Council moves to kill ordinance giving raises to top executives

High-level Los Angeles officials were scrambling Wednesday after the City Council approved an ordinance that could have inadvertently boosted the pay of its top executives — a move portrayed by Council President Herb Wesson as "a mistake."

The council voted unanimously for a two-year salary plan covering non-union employees. A document prepared for the council suggested that there would be three increases over the next 15 months — 2.75% in June, 2.75% in December and 2.75% in June 2015 — for about three dozen department heads, including top executives at the police, planning, parks, library and transportation departments.

After receiving questions about the document, Wesson released a statement saying he was upset that City Administrative Officer Miguel Santana, the city's top budget official, had inadvertently "included general managers" in the document. "That was never our intent," he said in an email to The Times.

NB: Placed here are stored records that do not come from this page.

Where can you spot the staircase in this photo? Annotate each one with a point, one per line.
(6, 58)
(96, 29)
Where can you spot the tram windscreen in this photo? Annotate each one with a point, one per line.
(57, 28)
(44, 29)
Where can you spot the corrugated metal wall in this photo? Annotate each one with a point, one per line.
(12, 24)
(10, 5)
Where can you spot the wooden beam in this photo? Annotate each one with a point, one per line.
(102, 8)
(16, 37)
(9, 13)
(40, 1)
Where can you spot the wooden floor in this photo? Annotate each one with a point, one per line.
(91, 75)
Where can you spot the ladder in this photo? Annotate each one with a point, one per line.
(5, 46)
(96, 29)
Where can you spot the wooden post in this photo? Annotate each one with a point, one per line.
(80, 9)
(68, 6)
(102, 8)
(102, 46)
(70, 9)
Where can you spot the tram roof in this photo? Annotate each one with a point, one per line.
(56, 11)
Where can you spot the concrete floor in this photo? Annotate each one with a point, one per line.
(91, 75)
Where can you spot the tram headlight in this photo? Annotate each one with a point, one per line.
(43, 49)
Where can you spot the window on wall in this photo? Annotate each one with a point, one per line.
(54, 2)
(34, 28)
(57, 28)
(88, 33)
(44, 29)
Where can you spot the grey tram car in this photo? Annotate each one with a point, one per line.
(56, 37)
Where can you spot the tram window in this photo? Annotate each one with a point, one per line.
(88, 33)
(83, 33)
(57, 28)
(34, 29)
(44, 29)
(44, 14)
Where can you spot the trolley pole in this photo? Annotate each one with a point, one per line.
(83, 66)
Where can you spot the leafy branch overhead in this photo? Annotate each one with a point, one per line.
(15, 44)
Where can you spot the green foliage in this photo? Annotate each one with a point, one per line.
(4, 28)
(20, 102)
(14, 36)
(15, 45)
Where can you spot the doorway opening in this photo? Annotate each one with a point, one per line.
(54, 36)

Wesson said he directed Santana to correct the mistake and planned to have the council rescind the ordinance Friday and replace it with an accurately drafted document. Had Mayor Eric Garcetti signed the salary package for non-union employees, the raises would have automatically been awarded to every department head, Wesson spokesman Ed Johnson said.

Garcetti spokesman Jeff Millman echoed Wesson's message, saying: "We understand the City Council plans to reconsider this matter, and we support that."

The vote created an especially awkward situation for the city's elected officials one day before Garcetti's first State of the City address. Santana and Garcetti have repeatedly argued that city employees should not receive any raises over the next three years.

The city faces a $242-million budget shortfall and salary negotiations are underway for several employee groups. Johnson said the salary package that received a vote Wednesday had been forwarded to the council from the city's negotiating committee — a group headed by Garcetti.

Santana said that under the City Charter, only Garcetti has the power to award raises to department heads. He said the document sent to the council "could have been more explicit" in stating that. The ordinance, Santana added, was intended to increase each department head's salary range, but not automatically increase their pay.

A chart sent to the council for Wednesday's vote included a spreadsheet showing pay for the city librarian increasing from $211,076 to $228,991 by June 2015; an increase from $227,049 to $246,300 for the planning director; and an increase from $345,731 to $375,047 for Police Chief Charlie Beck.

The document sent to the council also suggested that the plan would have, at a minimum, made Santana eligible to receive a $24,000 raise over the next 15 months, one that would boost his pay from $283,467 to $307,500. During the council meeting, Santana released a letter to Wesson saying that he would give up any increases in his salary.